The PRC2 molecule EED is a target of epigenetic therapy for neuroblastoma

Epigenetic modifications by polycomb repressive complex (PRC) molecules appear to play a role in the tumorigenesis and aggressiveness of neuroblastoma (NB). Embryonic ectoderm development (EED) is a member of the PRC2 complex that binds to the H3K27me3 mark deposited by EZH2 via propagation on adjacent nucleosomes. We herein investigated the molecular roles of EED in MYCN-amplified NB cells using EED-knockdown (KD) shRNAs, EED-knockout sgRNAs, and the EED small molecule inhibitor EED226. The suppression of EED markedly inhibited NB cell proliferation and flat and soft agar colony formation.
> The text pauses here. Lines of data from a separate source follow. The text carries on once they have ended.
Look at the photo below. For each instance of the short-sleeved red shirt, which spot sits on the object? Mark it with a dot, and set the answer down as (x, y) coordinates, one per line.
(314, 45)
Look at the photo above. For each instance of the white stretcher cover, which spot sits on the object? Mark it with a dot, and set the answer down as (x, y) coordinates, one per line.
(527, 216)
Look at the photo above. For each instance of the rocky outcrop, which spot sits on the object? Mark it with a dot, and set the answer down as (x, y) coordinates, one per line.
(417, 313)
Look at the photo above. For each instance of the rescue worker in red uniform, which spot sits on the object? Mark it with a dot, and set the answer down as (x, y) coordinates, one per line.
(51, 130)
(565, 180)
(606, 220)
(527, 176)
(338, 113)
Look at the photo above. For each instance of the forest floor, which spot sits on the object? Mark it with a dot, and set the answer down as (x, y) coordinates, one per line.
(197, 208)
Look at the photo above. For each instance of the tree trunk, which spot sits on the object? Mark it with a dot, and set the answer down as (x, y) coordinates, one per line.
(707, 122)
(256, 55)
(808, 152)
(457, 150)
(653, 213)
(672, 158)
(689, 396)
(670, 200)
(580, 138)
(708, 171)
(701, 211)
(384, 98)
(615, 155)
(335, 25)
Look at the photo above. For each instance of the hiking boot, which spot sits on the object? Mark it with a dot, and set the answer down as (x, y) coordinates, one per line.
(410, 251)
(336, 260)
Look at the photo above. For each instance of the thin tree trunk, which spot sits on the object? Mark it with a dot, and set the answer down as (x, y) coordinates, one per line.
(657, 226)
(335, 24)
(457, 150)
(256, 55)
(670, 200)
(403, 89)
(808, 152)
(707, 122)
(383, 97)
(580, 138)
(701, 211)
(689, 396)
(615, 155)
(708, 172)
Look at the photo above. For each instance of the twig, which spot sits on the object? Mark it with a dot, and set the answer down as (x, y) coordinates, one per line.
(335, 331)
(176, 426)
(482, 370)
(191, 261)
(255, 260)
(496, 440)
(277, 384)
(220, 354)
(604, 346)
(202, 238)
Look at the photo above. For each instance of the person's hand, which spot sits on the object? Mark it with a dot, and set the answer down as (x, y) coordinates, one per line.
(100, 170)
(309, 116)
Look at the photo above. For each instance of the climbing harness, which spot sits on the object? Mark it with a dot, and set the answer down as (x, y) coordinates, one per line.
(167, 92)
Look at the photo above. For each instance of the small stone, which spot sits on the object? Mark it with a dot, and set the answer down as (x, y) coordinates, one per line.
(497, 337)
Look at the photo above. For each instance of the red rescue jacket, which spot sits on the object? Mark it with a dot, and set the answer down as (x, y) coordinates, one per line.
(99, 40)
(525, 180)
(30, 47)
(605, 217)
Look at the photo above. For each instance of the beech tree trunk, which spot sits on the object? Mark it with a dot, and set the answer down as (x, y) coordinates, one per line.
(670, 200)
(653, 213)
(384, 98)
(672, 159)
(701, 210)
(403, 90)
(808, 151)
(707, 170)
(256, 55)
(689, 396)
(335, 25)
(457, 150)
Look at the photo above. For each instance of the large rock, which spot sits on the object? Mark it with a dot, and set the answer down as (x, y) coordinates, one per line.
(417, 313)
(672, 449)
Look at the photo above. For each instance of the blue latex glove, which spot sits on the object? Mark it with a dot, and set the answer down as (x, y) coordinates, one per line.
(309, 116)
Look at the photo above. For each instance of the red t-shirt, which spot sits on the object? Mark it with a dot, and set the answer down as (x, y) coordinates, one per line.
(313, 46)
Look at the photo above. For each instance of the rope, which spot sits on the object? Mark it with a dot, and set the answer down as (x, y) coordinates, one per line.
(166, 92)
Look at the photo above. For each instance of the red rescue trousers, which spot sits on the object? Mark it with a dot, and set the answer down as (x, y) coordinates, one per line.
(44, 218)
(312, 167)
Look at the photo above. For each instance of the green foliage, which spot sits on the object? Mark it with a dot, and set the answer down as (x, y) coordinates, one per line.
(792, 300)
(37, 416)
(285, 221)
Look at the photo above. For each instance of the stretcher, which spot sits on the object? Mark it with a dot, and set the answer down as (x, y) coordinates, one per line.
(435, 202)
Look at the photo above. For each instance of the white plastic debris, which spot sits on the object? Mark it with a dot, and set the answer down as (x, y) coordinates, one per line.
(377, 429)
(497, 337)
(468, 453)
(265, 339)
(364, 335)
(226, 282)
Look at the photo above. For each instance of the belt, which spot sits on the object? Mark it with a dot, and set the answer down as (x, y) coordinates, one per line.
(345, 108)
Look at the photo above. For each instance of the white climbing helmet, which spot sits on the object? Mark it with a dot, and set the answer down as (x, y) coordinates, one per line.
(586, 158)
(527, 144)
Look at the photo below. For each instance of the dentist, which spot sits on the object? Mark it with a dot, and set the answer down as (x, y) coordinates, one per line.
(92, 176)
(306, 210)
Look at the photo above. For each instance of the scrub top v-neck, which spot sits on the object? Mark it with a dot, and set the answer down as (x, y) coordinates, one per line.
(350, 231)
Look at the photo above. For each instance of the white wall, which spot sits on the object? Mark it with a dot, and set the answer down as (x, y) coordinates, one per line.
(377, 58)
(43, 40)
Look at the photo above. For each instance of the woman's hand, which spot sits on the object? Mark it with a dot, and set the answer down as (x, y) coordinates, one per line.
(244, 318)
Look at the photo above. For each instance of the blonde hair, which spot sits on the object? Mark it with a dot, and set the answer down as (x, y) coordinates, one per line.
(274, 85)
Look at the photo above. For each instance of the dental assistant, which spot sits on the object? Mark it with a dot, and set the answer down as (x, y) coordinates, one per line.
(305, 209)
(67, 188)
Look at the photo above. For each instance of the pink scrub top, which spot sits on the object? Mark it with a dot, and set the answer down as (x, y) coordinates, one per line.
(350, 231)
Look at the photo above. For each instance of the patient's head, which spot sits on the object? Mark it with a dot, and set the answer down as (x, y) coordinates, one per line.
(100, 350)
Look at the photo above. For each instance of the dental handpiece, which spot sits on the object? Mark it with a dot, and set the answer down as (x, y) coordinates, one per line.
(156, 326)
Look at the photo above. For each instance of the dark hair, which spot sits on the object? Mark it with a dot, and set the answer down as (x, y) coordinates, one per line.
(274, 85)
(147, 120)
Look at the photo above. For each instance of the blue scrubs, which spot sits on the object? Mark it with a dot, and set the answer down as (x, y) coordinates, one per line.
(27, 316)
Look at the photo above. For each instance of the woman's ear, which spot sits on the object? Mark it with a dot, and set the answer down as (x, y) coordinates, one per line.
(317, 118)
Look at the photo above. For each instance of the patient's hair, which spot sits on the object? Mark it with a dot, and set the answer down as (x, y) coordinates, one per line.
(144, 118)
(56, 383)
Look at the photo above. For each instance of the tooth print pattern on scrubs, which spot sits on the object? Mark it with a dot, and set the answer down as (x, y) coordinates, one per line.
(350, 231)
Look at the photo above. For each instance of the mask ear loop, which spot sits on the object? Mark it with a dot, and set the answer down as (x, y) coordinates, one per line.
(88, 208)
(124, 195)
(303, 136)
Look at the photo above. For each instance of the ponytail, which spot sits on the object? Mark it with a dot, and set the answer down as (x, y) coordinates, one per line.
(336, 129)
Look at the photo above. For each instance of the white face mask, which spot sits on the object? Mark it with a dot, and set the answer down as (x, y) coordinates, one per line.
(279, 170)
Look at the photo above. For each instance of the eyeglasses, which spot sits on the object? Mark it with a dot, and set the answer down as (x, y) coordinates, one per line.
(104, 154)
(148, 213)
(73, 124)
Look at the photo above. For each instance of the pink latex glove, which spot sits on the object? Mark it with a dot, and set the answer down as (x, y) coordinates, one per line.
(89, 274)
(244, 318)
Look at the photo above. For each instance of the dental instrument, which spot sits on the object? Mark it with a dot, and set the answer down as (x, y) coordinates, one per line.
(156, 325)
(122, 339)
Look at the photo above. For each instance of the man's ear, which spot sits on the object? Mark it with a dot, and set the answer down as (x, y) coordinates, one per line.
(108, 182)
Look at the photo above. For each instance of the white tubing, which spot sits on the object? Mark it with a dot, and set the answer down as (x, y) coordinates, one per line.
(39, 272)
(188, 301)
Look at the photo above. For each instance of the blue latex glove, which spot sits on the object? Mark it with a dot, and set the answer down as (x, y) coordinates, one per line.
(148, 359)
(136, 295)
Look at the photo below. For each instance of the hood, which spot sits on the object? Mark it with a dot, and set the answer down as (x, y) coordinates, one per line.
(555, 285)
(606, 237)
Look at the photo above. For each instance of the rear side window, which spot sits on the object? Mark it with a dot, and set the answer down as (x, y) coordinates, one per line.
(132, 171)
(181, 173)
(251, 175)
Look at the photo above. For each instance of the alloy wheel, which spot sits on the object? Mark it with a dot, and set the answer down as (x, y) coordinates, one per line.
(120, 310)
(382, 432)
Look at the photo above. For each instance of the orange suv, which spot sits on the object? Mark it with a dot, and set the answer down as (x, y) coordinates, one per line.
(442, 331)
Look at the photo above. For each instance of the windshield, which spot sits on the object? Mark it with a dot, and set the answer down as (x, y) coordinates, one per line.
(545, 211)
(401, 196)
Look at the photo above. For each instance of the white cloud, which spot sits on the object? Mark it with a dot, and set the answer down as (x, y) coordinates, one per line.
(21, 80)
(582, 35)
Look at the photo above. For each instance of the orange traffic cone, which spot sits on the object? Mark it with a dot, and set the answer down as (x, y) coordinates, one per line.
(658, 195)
A transcriptome analysis using microarrays of EED-KD NB cells indicated the de-repression of cell cycle-regulated and differentiation-related genes. The results of a GSEA analysis suggested that inhibitory cell cycle-regulated gene sets were markedly up-regulated. Furthermore, an epigenetic treatment with the EED inhibitor EED226 and the HDAC inhibitors valproic acid/SAHA effectively suppressed NB cell proliferation and colony formation. This combined epigenetic treatment up-regulated cell cycle-regulated and differentiation-related genes. The ChIP sequencing analysis of histone codes and PRC molecules suggested an epigenetic background for the de-repression of down-regulated genes in MYCN-amplified/PRC2 up-regulated NB.